My X70 camera settings are:
Fujichrome Slide |
Kodak Platinum 200 |
Kodacolor | |
---|---|---|---|
Built-in film-sim | Standard (Provia) | Standard (Provia) | Classic Chrome |
Colour | +2 (High) | +2 (High) | -2 (Low) |
Sharpness | +1 (Medium-High) | +1 (Medium-High) | 0 (Medium) |
Highlights tone | -1 (Medium-Low) | +1 (Medium-High) | +1 (Medium-High) |
Shadows tone | +2 (High) | -2 (Low) | +1 (Medium-High) |
White Balance | Fluorescent 1 | Sunlight | 6300K |
WB R,B offset | -4 Red, +7 Blue | 0 Red, 0 Blue | -3 Red, -2 Blue |
Dynamic Range | DR400 | ||
ISO | 1000 | ||
Noise Reduction | -2 (Low) |
With straight-out-of-the-camera JPGs, I reduced the image area by a factor of 6 from full-size to post-size. I made no adjustments to exposure level, rotation, geometric distortion, or spatial/lateral shift. The main differences I observed among these three recipes are:
Fujichrome Slide: pink-purple tinge;
Kodak Platinum 200: blues emphasized; and
Kodacolor: coppery-green tinge.
Depending on what you’re trying to convey or want the viewer to feel, I know I’ve got a place for all three of these recipes under bright natural light.
Squamish Nation Welcome Figure

Fujichrome Slide: 1/1000-sec, f/9, ISO1000, 18.5mm (28mm).

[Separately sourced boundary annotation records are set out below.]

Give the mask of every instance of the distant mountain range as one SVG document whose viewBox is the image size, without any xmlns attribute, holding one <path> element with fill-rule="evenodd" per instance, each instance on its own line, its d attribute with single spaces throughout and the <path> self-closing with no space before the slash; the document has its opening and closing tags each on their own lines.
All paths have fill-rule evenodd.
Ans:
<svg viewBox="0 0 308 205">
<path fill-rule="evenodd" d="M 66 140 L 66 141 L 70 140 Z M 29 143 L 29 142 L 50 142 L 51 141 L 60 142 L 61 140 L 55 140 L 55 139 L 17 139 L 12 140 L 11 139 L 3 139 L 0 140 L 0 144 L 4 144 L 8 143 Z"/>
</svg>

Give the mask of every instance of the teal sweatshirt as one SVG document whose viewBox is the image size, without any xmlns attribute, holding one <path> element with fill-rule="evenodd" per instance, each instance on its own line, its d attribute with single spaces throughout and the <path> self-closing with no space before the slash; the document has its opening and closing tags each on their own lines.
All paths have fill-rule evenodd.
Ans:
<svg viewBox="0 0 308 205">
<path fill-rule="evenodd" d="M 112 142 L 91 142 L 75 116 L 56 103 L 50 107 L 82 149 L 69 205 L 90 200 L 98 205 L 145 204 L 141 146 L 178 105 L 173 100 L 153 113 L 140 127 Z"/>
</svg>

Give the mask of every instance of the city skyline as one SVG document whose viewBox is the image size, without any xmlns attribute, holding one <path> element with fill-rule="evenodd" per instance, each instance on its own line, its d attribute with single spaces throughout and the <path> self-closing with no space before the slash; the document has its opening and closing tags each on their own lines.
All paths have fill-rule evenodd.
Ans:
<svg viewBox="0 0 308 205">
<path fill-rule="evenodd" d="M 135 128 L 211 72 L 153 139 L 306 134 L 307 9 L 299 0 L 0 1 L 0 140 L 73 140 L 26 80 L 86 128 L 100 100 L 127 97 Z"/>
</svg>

Kodak Platinum 200: 1/1000-sec, f/9, ISO1000, 18.5mm (28mm).

Kodacolor: 1/1000-sec, f/9, ISO1000, 18.5mm (28mm).
First Narrows, Salish Sea

Fujichrome Slide: 1/1000-sec, f/11, ISO1000, 18.5mm (28mm).

Kodak Platinum 200: 1/1000-sec, f/11, ISO1000, 18.5mm (28mm).

Kodacolor: 1/1000-sec, f/11, ISO1000, 18.5mm (28mm).
Villa Maris (“The Pink Palace”)

Fujichrome Slide: 1/1000-sec, f/11, ISO1000, 18.5mm (28mm).

Kodak Platinum 200: 1/1000-sec, f/11, ISO1000, 18.5mm (28mm).

Kodacolor: 1/1000-sec, f/11, ISO1000, 18.5mm (28mm).
BC Ferries at Horseshoe Bay

Fujichrome Slide: 1/1000-sec, f/13, ISO1000, 18.5mm (28mm).

Kodak Platinum 200: 1/1000-sec, f/13, ISO1000, 18.5mm (28mm).

Kodacolor: 1/1000-sec, f/13, ISO1000, 18.5mm (28mm).